Kindness through Thoughtful Gift Giving
The word “Menitos” doesn’t translate into anything. No one at AMS remembers why the week of gift giving is called Menitos, but everyone remembers why they do it: to make each other feel good. Students and staff pick names out of a hat. Often times it’s a person they don’t know very well. Then each day everyone prepares a small gift and leaves it anonymously in their chosen person’s cubby. The gifts are always handmade. Students often use the school’s various art studios to create something. Sometimes, they need to do research and find out what their person likes before making their gifts. In this way, Menitos is not only about teaching kindness, but also about building community.

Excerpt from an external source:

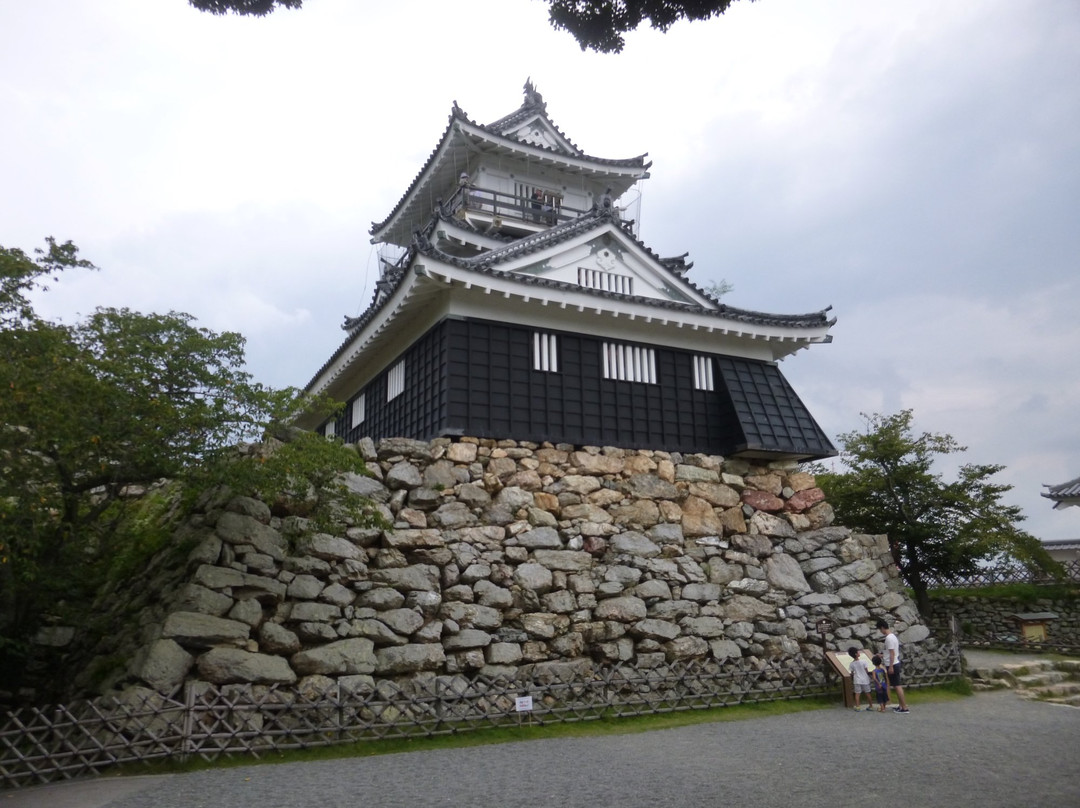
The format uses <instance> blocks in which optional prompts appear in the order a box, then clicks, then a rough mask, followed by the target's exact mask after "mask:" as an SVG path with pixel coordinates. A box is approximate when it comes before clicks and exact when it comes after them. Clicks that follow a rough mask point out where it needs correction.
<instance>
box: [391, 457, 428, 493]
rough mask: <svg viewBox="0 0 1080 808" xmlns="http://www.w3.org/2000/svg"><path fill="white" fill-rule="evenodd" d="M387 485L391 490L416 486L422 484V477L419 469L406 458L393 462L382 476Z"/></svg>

Learn More about the AMS community
The gifts can range from very simple to elaborate, Usually people start off small, making a cup or tea for their person or perhaps taping a funny cartoon to their cubby wall. As the week goes on though, the gifts tend to get more elaborate. Baked goods and craft projects start appearing. It is not uncommon by Friday for someone to receive a hand knitted scarf or a newly made mug.
The Challenge of Kindness
Menitos isn’t always easy. Academics and homework are still going on during this week so students need to make their gifts around their already existing work. It’s not uncommon for a student to get overly stressed and wish they didn’t need to feel the pressure of making something. However, it’s this pressure that makes the gift giving this much sweeter. Since everyone is going through the same struggle, they know exactly what kind of sacrifice and work it took to make their gift happen. QUOTE
Making gifts won’t solve a middle schooler’s social woes. Students still feel that pressure to be popular and continue to squabble. However, an activity like Menitos is nice reminder for students to be kind to one another. They remember that meanness isn’t the only way to make friends and that kindness often yields better and more long lasting results.